LLM Stats was initially developed by Jonathan Chávez and Sebastian Crossa, who met during their first year of college in Mexico. They collaborated on several side projects before creating the leaderboard, which quickly grew to 60,000 monthly active users and a total of over 300,000 unique visitors within a few months of its launch. The platform's core mission is to provide transparency in the performance and benchmarking of a wide array of AI models. It caters to developers and researchers by aggregating official benchmarks and pricing from major providers like OpenAI, Google, and Anthropic into accessible leaderboards and comparison tools. This focus on practical details, such as pricing and context windows alongside performance scores, helped it stand out from other leaderboards.
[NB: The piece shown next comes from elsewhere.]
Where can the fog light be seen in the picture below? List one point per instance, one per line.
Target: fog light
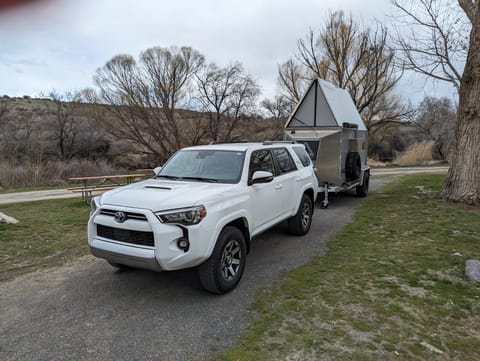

The success and learnings from LLM Stats led the founders to their next venture, ZeroEval, a Y Combinator-backed company. ZeroEval addresses a more complex problem they identified: the difficulty of evaluating sophisticated, multi-turn AI agents. This new tool is designed to help developers build more reliable AI systems by creating evaluations that learn from mistakes over time. ZeroEval represents a clear evolution from the initial concept of LLM Stats. While LLM Stats focuses on transparently presenting existing benchmarks, ZeroEval is built to create new, more nuanced evaluation methods. It allows for the creation of "calibrated LLM judges" that improve as they see more production data and receive feedback on incorrect samples, moving beyond static performance metrics. The problem of unreliable AI outputs is a significant concern for users, with one survey indicating that 35% of users identify reliability and inaccurate outputs as their primary issue with the technology. ZeroEval tackles this by offering features like "Autotune," which automatically evaluates models and optimizes prompts based on a small number of human-labeled examples. This progression from a side project to a YC-backed startup demonstrates a keen understanding of the evolving needs within the AI development community. The founders first addressed the need for a clear, consolidated view of model performance and then moved on to solve the more advanced challenge of ensuring AI reliability through iterative, feedback-driven evaluation.